The students of Maharajganj have raised a new slogan, “Ab na sazaa khayake padi, Chadi Ke Lagal Hathkadi” [There will be no corporal punishment anymore, the stick has been handcuffed!]. And the medium they have chosen to express their ideas is one which would have been dismissed by most teachers as being frivolous and non-serious – Comics.

Since May 2008, hundreds of children have participated in comics workshops across villages of Maharajganj, where they learn to make comics themselves and then, teach other children to make comics. Helping the children voice their rebellion against corporal punishment are three non-profit organisations – World Comics India, Gram Niyojan Kendra, and Plan India. The children who are responsible for initiating this revolt are members of the Babu Beheni Manch (Forum for Boys and Girls), a forum existing in several villages of Maharajganj.

The fight against corporal punishment has taken the form of a campaign. In the first phase, two comics trainers’ workshop were held by WCI in May and June, each attended by around twenty children. At the beginning of the workshop, most of these children, despite being victims of corporal punishment, agreed that some degree of it was necessary to discipline and educate children.

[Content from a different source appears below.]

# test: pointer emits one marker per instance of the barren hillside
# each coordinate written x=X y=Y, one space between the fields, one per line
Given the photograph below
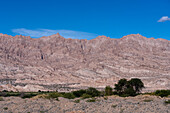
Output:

At the end of the four-day workshop, they would become the most active crusaders against all forms of corporal punishment. In the second phase, each of these newly trained and sensitised comics trainers, in turn, taught children in their own villages to understand and make comics against corporal punishment. The idea of “polemics through comics” has caught the imagination of the villagers of Maharajganj, so much so that even adults have come to the young comics trainers requesting them to teach how to make comics.

The comics did not merely reflect the anger of children against punishment in school. They also brought to the fore related issues like gender discrimination and the often-invisible violence within homes. Around twenty comics’ workshops have been conducted in the villages by the comics trainers. With every workshop, there was a new association and a new story of corporal punishment. Some children were humiliated in schools for being late or for not paying the fees while girls complained of biases against them at home. Individual stories have got a voice through these comics.

The present focus of the Chadi Ke Lagal Hathkadi campaign is on content development – to identify issues related to corporal punishment, and present them through different forms of comics like comics strips, comics posters and eight-page comics booklets. The most interesting aspect of the campaign is that it is entirely managed by the children themselves – whether it is conducting workshops, organising logistics, or writing songs and slogans. In its final phase, the campaign will produce and display comics based on these issues in the villages and streets of Maharajganj. The children have decided to use theater, dance, songs, wall paintings, radio shows as additional media of expression. A bicycle rally has also been planned to conclude the campaign in Maharajganj

The month of September will be an exciting month, when civil society and the larger community in Maharajganj is expected to respond to the efforts of the children. It is hoped that the positive effects of the campaign will not remain confined to Maharajganj.